CONICET | Buscador de Institutos y Recursos Humanos

Heme A is an essential cofactor for eukaryotic cytochrome c oxidase. This cofactor is derived from heme B via two enzymatic reactions. The first one, catalyzed by heme O synthase (HOS, Cox10p), results in the conversion of the vinyl group on pyrrole ring A into a 17-hydroxyethylfarnesyl moiety. In the second transformation, heme A synthase (HAS, Cox15p) catalyze the oxidation of the methyl group on pyrrole ring D into an aldehyde. The biosynthesis of this cofactor is carry out in mitochondria and HOS and HAS enzymes are encoded by nuclear genes COX10 y COX15 respectively. Although, T. cruzi does not synthesize heme de novo, we have identified by sequence homology search, the open reading frames for the Cox10p and Cox15p enzymes. The T. cruziCOX10 ORF was cloned and expressed in S. cerevisiae cox10 knock out cells (cox10D) that are respiratory deficient and show impaired heme A biosynthesis. The expression of TcCox10 in cox10D cells suppresses the phenotype of the knock out cells, restoring the standard levels of respiratory activity and mitochondrial heme A concentration.
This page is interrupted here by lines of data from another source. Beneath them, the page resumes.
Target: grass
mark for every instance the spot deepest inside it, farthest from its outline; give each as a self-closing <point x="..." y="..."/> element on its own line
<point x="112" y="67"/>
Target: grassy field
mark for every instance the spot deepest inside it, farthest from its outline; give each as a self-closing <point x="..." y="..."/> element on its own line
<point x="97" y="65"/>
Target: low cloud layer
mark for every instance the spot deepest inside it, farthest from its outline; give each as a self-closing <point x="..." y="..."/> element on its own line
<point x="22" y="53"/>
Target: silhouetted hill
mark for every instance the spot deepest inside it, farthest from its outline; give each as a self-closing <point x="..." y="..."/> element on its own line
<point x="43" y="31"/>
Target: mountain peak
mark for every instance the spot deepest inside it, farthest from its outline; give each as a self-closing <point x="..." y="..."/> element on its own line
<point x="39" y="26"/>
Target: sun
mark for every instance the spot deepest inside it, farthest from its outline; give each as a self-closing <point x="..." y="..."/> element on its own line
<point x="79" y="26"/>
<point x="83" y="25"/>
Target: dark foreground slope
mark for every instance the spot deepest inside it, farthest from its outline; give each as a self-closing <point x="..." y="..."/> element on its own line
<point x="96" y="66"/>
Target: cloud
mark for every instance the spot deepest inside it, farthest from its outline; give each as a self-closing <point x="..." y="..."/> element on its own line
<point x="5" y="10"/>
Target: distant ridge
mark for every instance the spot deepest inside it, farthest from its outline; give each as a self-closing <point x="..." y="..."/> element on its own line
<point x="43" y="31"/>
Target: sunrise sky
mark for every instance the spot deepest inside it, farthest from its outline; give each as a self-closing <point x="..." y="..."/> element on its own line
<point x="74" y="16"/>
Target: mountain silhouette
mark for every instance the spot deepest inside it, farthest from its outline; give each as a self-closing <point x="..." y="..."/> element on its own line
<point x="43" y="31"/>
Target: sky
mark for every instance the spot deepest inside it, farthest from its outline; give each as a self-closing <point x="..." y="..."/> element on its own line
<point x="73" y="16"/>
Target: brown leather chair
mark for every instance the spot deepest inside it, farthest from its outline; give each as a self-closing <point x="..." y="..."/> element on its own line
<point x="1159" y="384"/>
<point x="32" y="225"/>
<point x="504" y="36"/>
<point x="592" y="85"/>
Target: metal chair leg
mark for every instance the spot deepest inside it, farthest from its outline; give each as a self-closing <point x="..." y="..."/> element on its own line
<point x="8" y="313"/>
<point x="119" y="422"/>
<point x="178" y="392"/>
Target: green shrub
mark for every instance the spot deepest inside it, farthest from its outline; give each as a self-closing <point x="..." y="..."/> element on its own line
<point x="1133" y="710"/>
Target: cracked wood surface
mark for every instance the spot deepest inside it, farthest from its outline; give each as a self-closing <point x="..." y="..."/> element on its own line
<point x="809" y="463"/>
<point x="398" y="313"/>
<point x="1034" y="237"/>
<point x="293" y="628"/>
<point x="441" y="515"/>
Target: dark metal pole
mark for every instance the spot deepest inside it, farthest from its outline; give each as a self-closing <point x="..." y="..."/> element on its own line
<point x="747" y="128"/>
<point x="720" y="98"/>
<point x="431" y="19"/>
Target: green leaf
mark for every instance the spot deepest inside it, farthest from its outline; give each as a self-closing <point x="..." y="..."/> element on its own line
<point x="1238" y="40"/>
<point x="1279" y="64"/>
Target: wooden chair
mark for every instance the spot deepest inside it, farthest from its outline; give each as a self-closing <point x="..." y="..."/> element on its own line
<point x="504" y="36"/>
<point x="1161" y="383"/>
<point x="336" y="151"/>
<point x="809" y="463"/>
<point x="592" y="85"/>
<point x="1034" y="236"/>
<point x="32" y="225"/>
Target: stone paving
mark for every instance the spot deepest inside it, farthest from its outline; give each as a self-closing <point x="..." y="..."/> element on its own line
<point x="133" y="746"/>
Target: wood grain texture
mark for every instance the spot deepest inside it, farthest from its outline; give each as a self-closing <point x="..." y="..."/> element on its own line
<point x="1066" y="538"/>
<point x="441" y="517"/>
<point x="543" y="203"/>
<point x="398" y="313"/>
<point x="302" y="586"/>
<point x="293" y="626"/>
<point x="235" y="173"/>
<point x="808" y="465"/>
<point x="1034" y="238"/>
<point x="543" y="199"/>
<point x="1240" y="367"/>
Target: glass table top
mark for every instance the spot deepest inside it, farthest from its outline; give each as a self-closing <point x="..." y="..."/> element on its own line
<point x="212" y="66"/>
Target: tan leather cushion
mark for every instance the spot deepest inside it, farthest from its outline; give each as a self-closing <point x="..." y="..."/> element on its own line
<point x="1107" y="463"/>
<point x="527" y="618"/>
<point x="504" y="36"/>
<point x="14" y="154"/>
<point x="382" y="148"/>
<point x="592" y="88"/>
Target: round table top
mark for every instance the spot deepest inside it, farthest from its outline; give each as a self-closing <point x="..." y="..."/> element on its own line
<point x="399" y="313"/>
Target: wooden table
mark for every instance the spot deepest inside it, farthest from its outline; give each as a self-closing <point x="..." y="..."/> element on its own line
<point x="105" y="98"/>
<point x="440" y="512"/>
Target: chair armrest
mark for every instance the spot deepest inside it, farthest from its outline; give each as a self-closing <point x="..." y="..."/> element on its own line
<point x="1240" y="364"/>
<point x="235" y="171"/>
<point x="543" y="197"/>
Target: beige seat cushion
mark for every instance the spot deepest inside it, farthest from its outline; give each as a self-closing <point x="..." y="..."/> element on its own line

Impaired heme A biosynthesis causes a non functional cytochrome c oxidase enzyme and it is related to several syndromes and diseases. Notwithstanding T. cruzi does not synthesize heme, the presence of Cox10p and Cox15p enzymes and cytochrome c suggest that this cofactor has to be imported and transported to mitochondria. Later, in this organelle, it is modified in order to be utilized by hemoproteins involved in key processes. The study of the heme transport and mitochondrial modifications would contribute to identify essential metabolic routes in trypanosomatids.